Dear All,

I am using EdgeR package to extract the differential expression . I do not have replicates in my samples.

Now I want to know the normalized read count of my datasets.

I have tried with rpkm method but edgeR follow the TMM method for normalization so there is a variation at normalized read.

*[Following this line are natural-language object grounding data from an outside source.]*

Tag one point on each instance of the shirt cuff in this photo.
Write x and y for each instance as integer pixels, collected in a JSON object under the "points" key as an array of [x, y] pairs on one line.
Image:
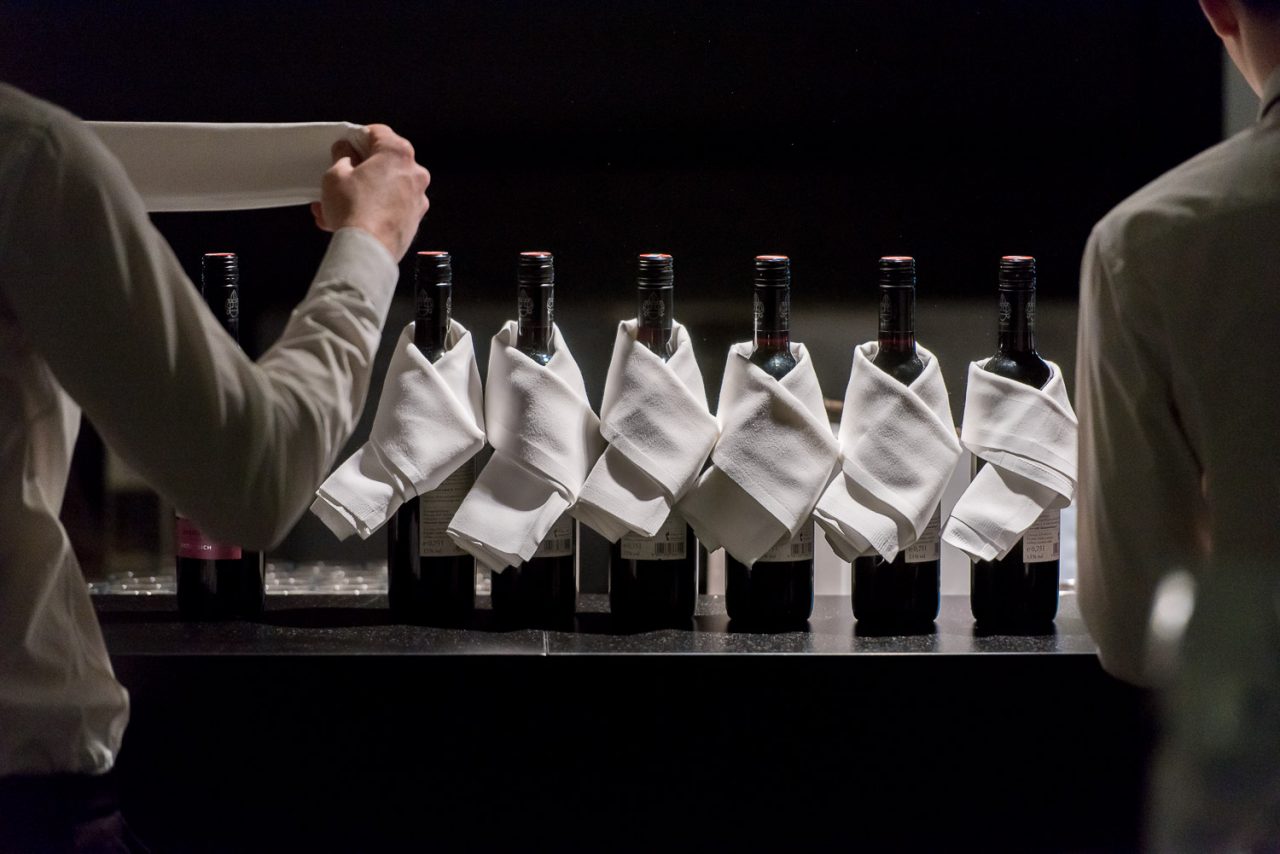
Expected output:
{"points": [[357, 257]]}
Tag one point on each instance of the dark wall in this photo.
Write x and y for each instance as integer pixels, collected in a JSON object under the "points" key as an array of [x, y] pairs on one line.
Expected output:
{"points": [[952, 129]]}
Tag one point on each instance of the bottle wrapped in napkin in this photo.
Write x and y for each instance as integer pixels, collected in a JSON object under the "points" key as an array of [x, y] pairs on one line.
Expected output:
{"points": [[192, 165], [545, 439], [897, 447], [1027, 435], [773, 460], [429, 421], [659, 432]]}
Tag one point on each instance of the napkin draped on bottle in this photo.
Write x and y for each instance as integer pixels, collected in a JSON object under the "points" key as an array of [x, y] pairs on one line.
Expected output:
{"points": [[773, 460], [545, 439], [659, 432], [429, 423], [1027, 435], [897, 448], [193, 165]]}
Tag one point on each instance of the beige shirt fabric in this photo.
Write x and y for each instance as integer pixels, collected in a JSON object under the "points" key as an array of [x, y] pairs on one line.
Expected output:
{"points": [[97, 315], [1178, 384]]}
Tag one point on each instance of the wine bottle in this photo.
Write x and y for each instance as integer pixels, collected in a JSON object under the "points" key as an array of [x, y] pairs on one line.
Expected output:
{"points": [[543, 590], [218, 581], [430, 579], [1020, 589], [903, 592], [653, 580], [778, 588]]}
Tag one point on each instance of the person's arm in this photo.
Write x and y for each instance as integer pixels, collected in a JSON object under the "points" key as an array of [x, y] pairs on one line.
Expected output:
{"points": [[1139, 497], [236, 446]]}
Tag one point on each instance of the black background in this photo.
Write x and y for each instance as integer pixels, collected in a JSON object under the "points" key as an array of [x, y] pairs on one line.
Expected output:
{"points": [[835, 132]]}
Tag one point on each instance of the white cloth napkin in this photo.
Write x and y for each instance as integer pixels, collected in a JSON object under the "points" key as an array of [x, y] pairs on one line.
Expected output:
{"points": [[773, 460], [1028, 438], [190, 165], [545, 439], [897, 447], [654, 418], [429, 423]]}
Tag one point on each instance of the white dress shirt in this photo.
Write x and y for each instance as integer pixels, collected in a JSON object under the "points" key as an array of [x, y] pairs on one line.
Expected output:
{"points": [[97, 315], [1178, 384]]}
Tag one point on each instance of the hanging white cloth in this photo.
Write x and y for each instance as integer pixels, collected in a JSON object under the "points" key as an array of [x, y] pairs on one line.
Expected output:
{"points": [[545, 439], [1027, 435], [195, 165], [429, 423], [773, 460], [899, 448], [659, 432]]}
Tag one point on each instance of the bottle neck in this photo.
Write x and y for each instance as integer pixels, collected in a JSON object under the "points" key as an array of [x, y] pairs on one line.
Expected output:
{"points": [[1016, 330], [535, 319], [432, 316], [772, 319], [897, 322], [654, 314]]}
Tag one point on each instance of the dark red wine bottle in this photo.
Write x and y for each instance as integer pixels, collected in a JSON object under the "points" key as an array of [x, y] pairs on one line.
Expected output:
{"points": [[543, 590], [777, 589], [430, 580], [218, 581], [653, 580], [901, 593], [1020, 589]]}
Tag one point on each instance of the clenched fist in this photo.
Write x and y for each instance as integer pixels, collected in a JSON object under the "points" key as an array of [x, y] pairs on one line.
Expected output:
{"points": [[383, 193]]}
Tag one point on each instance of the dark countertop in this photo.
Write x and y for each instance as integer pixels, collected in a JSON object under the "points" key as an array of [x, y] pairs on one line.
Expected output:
{"points": [[329, 727], [360, 625]]}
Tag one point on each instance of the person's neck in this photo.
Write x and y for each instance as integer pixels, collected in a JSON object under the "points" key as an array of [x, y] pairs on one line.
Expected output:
{"points": [[1260, 53]]}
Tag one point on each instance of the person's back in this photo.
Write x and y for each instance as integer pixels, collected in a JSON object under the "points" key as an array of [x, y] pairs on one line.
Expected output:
{"points": [[1179, 548], [1176, 382]]}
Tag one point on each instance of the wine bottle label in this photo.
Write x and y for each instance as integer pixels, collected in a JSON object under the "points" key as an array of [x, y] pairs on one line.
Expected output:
{"points": [[558, 540], [435, 511], [791, 548], [928, 547], [1041, 543], [192, 543], [668, 544]]}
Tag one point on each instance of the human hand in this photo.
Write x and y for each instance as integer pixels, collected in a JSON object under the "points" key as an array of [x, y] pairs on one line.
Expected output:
{"points": [[383, 193]]}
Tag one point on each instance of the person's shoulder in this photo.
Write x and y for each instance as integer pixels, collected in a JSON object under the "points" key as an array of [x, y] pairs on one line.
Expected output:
{"points": [[1238, 174]]}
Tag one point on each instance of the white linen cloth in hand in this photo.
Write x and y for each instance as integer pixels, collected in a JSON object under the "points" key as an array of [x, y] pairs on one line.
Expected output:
{"points": [[193, 165], [659, 432], [1028, 438], [897, 447], [773, 460], [429, 423], [545, 439]]}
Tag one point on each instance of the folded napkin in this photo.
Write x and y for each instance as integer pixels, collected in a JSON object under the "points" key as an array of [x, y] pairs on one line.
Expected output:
{"points": [[654, 418], [188, 165], [1028, 438], [897, 447], [545, 439], [429, 423], [773, 460]]}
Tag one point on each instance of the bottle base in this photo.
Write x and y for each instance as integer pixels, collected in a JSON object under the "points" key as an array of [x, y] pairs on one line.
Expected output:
{"points": [[652, 594], [540, 594], [895, 594], [769, 596]]}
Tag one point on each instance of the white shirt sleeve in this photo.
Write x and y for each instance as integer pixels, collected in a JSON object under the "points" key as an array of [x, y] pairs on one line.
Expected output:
{"points": [[238, 447], [1141, 506]]}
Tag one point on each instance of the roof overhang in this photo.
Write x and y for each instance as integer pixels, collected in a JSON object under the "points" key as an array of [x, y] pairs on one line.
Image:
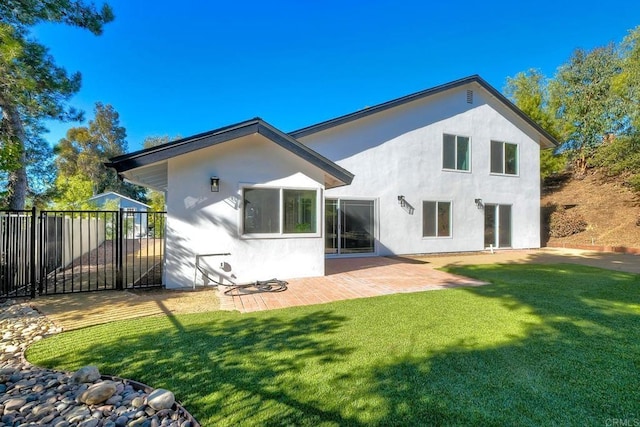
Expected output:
{"points": [[545, 139], [148, 167]]}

Could anyone suggest how can I get the normalized read count for all my reads.

Here is my code-

countdata <- read.table("CD.txt",header = T,sep = "\t",row.names = 1)
attach(countdata)
group <- factor(c(1,2))
y <- DGEList(counts = countdata, lib.size = c(126724,347238), group = group)
y$samples
keep <- rowSums(rpkm(y)>1) >= 2
y <- y[keep, , keep.lib.sizes=FALSE]
y <- calcNormFactors(y,method="TMM")
design <- model.matrix(~group)
y$samples
bcv <- 0.2
y <- DGEList(counts = countdata, lib.size = c(126724,347238), group = group,genes=data.frame(Length=GeneLength))
y <- calcNormFactors(y)
RPKM <- rpkm(y)
et <- exactTest(y, dispersion=bcv^2)
y1 <- y
y1$samples$group <- 1
y0 <- estimateCommonDisp(y1[c(CHI_ReadCnt,DEH_ReadCnt),])
y$common.dispersion <- y0$common.dispersion
fit <- glmFit(y, design)
lrt <- glmLRT(fit)
resSig <- res[ which(res$PValue < 0.05 ), ]

I shall be very thankful.

What you may be misunderstanding is that the TMM normalization factors are automatically taken into account when you compute the RPKMs.

I very much dislike the term "normalized read count" because I don't think there is any such thing. What you probably need is just the RPKM. And it is clear from your code that edgeR has already computed these for you.